Zet de kookplaat en naaloopstand eerst volledig
uit vooraleerd onderdelen van de afzuiging te
verwijderen.
– Druk rechts op het inlaatrooster zodat deze kan kantelen.
– Neem het inlaatrooster vast en leg het veilig weg op het
keukenwerkblad.
Plaats het inlaatrooster niet op het glas van de
kookplaat om krassen te vermijden. Plaats het
inlaatrooster niet op een inschakelde kookplaat
om opwarming te vermijden.
8.2.2 Inlaatrooster terugplaatsen
Zorg ervoor dat het monoblockfilter en vetfilter
eerst geplaats zijn in het toestel vooralleer het
inlaatrooster terug te plaatsen.
– Neem het inlaatrooster vast en plaats deze centraal in de
aanzuigopening via de positioneerpunten.
8.2.3 Reiniging van de vetfilter
Wanneer de vetfilter gereinigd dient te worden, wordt dit
aangegeven door de vetfilter reinigingsindicate (zie 4.5.1)
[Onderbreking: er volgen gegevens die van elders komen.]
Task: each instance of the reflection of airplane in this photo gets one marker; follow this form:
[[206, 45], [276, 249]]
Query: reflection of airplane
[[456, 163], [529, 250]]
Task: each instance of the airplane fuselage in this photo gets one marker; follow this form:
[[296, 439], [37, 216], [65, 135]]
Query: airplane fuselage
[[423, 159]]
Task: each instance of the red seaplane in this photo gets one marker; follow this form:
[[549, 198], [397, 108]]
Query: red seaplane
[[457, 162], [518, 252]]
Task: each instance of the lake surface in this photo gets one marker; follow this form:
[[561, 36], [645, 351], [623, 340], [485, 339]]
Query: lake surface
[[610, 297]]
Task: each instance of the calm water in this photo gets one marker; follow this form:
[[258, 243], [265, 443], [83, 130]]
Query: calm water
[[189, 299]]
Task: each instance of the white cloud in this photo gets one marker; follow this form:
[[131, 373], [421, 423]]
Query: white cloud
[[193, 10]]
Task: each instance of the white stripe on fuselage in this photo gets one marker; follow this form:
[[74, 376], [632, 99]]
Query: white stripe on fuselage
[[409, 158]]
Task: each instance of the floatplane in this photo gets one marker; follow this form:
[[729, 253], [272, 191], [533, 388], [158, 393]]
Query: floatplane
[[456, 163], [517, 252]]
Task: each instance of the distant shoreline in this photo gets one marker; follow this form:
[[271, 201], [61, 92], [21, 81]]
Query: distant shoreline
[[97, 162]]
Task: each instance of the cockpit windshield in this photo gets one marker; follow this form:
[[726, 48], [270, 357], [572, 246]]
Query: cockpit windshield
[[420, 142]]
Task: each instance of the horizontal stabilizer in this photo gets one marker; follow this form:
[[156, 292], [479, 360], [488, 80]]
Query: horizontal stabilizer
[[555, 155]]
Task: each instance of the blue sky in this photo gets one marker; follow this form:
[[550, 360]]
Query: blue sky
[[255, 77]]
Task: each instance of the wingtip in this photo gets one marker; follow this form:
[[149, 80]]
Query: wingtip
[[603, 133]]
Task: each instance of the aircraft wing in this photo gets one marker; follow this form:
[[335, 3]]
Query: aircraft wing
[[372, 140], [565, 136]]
– Verwijder het inlaatrooster (zie 8.2.1)
– Neem het vetfilter vast via de handgrepen en hef deze uit de
aanzuigopening
Reinig in vaatwas/ onderdompelen in heet water met ontvettend
afwasmiddel.
WAARSCHUWING: Indien de bovenvermelde
instructies niet worden uitgevoerd, ontstaat
er door een te sterke vervuiling, kans op
brandgevaar.
Na het reinigen:
– Plaats het vetvilter via de handgrepen terug in de
aanzuigopening in de juiste richting.
– Plaats het inlaatrooster terug in de aanzuigopening
– Reset de vetfilterindicatie (zie 6.1)

– 14 –
9 KLEINE STORINGEN VERHELPEN
9.1 Meldingen op de kookplaat
Code
– er staat geen kookpot op de kookzone
– de kookpot is niet geschikt voor inductie
– de diameter van de bodem van de kookpot is
te klein in vergelijking met de kookzone
U
Zie hoofdstuk 4.3.9 Warmhouden
E
– Het elektronisch systeem is ontregeld.
– Ontkoppel de kookplaat en sluit opnieuw aan.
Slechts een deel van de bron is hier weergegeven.